Like Sgt. Joe Friday on Dragnet, Invision asks its shoppers for a similar scope of information: Just the facts! Our shoppers are trained to provide a fact-based, first-person account of their guest experience, and our editors are always mindful of the strong connotations carried by certain words and phrases. As necessary, our editing team weeds out colloquial phrases like “we waited forever” or “service was perfect,” and instead asks our shoppers to use precise and descriptive vocabulary to effectively convey what occurred during their guest experience. Though some aspects of the report are subjective—for example, the Food and Drink evaluations—we expect and reinforce bias-free reporting.
For example, service is described dispassionately: “We waited for seven minutes to order after closing our menus and putting them down on the table.” Or: “Our Server, John, was very attentive and engaging, making enticing suggestions about the menu, and checking back within three minutes of each course being served.” Whether service was poor, excellent, or mediocre, it must be clear as to why the shopper reached a particular conclusion. Both the quantitative scores that the shopper awards and the supporting descriptive narratives need to be consistent on every point. When shoppers are writing their reports, they are mindful of what follow-up questions might be prompted by certain narratives, and they back them up with facts.

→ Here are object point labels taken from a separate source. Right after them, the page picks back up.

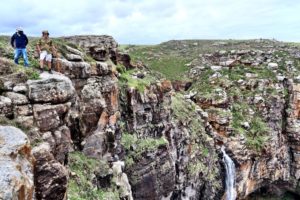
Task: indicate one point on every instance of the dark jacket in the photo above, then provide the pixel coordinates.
(19, 40)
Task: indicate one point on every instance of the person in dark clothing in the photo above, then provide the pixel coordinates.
(19, 42)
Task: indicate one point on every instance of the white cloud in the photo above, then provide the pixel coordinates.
(154, 21)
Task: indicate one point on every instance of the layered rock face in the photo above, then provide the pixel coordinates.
(16, 165)
(178, 168)
(102, 133)
(99, 47)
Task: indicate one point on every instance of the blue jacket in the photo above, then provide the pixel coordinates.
(19, 40)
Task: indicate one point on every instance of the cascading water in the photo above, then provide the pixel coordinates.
(230, 176)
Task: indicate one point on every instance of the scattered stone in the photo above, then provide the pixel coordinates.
(216, 68)
(16, 165)
(272, 66)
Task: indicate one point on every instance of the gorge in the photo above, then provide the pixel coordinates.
(185, 119)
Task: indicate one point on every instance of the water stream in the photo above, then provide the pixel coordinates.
(230, 176)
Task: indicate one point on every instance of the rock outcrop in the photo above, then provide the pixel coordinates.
(16, 165)
(106, 131)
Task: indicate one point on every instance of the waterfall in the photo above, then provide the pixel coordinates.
(230, 176)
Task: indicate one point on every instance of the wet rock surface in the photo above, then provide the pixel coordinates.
(124, 132)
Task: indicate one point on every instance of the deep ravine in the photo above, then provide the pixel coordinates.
(230, 191)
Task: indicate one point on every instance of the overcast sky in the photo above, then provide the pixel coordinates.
(155, 21)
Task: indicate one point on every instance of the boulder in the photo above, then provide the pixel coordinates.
(52, 88)
(272, 66)
(16, 98)
(16, 165)
(74, 57)
(49, 117)
(51, 177)
(5, 106)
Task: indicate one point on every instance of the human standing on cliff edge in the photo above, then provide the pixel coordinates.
(19, 42)
(46, 49)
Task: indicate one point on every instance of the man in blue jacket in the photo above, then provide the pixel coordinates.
(19, 41)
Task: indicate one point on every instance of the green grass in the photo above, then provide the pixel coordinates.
(135, 146)
(172, 66)
(126, 79)
(257, 134)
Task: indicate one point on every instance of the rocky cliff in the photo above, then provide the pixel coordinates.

In other words, it’s not enough to write, “The Bartender was not attentive.” The facts that support such a statement and the associated score must back up the conclusion. Shoppers appreciate that management want to know why the Server was or was not attentive so they can take appropriate action. For that reason, our shopping reports describe the facts that led to the shoppers’ conclusion. “Our Bartender did not make eye contact or otherwise acknowledge us. He greeted us five minutes after we arrived, and there were no other guests present during this time.”
So like Sgt. Joe Friday, we want to be fair and unbiased in our reporting, and that starts with “Just the facts man, just the facts!”